There is a lot I could write about to describe this dire situation, but I will wait to write these things for the annual report I will produce in the coming months and then perhaps post some excerpts here. But I wanted to share here my personal feelings on the situation, not to say only that I’m glad I’m not a refugee but to name the flip side of that statement – to say what I am grateful for, what I have and what I can do. So, following my visit to Dadaab, here is a reminder of what I am thankful for:
- My family, especially my wife and daughter. I have not been separated from them by force. We are able to live together. Neither has been killed and taken from me by war. Sarah and I have not been forced by extreme economic circumstances to separate so that one of us can go to work for better pay in a better place.
- Luxuries like TV and a computer/the Internet. These keep my mind occupied and are ways that I can continue learning about the world. They provide amusement for me daily. In other words, because of these things, my mind is stimulated, and I have something to engage with. For a refugee, there are many hours and many days with few or no external stimuli, and especially with something like a job or a regular task to concentrate on or to accomplish. In other words, I do not suffer from constant idleness, nor is it forced upon me. Plus I have a way to relax, an escape from my day. Not everybody has this.
- My bed. It is not a flat or scratchy mat on the hard ground. I have blankets and the option to put them on or take them off depending on my temperature.
- Access to food and a variety of it. I am not dependent on someone else for my daily ration of food. I don’t have to worry about getting tired of eating rice or maize meal every day. I am able to have pasta one night for dinner and rice the next. I can have my favorite peanut butter on toast whenever I want (because I have a toaster too).
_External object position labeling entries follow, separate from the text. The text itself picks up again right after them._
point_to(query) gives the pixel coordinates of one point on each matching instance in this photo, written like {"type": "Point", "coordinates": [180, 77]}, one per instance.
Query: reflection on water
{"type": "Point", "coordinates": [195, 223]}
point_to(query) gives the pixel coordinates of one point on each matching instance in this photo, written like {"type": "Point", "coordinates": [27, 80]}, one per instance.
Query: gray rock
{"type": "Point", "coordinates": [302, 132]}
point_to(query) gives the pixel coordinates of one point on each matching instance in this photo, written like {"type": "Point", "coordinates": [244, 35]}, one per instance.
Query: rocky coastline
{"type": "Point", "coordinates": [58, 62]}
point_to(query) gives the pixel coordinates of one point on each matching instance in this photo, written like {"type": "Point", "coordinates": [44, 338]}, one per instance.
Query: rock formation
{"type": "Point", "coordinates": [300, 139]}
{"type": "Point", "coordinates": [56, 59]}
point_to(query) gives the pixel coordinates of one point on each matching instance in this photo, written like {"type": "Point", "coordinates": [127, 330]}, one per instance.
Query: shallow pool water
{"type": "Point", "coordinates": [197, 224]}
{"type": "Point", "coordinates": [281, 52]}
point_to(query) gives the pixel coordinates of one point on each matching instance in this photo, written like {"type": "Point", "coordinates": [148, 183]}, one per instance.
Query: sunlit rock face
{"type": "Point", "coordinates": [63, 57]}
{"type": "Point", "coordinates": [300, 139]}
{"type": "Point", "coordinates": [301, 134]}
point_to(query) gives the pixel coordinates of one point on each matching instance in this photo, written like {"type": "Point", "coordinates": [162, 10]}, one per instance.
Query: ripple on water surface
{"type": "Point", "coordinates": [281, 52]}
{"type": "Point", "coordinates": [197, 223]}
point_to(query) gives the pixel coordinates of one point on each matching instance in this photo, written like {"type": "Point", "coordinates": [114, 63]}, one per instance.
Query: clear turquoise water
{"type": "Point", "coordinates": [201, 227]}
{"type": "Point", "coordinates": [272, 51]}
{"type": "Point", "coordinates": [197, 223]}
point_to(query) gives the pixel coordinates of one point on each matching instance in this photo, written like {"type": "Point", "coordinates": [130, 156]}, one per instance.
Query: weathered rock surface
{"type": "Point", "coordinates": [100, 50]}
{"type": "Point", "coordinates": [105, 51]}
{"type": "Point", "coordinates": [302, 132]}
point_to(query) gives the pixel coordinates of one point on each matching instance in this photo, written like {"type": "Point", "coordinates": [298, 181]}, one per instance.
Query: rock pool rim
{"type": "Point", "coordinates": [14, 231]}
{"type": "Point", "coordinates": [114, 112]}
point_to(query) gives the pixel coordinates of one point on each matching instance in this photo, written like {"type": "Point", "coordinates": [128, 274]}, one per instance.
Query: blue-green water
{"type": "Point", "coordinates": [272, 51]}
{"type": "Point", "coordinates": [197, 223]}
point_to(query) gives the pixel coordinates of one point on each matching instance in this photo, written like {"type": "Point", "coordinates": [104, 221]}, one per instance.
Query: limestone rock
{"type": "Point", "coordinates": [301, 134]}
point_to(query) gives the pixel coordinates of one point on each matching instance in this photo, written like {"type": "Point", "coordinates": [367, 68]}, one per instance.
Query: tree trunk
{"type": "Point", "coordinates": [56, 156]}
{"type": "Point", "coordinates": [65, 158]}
- (This is a big one.) Freedom of movement and the ability to move around. Also the fact that I am a U.S. citizen. I’m grateful that I can move around my own country, that war (or any other disaster) never forced me to move from Illinois to Oklahoma, or that my government never said I couldn’t live on a farm if I chose to purchase land in Texas because of my race or class. I am so privileged in this way, being an American, that I can actually chose – which I have – to live outside my country. And – importantly – this privilege allows me to return at any time! How often do I see on the web advertisements for green cards or study permits to the U.S.? There are so many people in places I’ve been who long to move to the U.S. and who would have so many hoops to jump through – legal ones, not to mention just preparing oneself education- and economic-wise for a big move like that. After seeing how much difficulty others have in moving around – within their own countries or even to visit another country on the same continent as a short-term visitor – I am ever more grateful that I have the option to simply decide at any moment that I will go to the U.S. to live and work and don’t need to ask any government’s permission, and that I can settle anywhere I want! Nobody will tell me that I need a sponsor or to go to a certain place. And I could choose to uproot myself from California and move to Maine if I wanted to. What a privilege!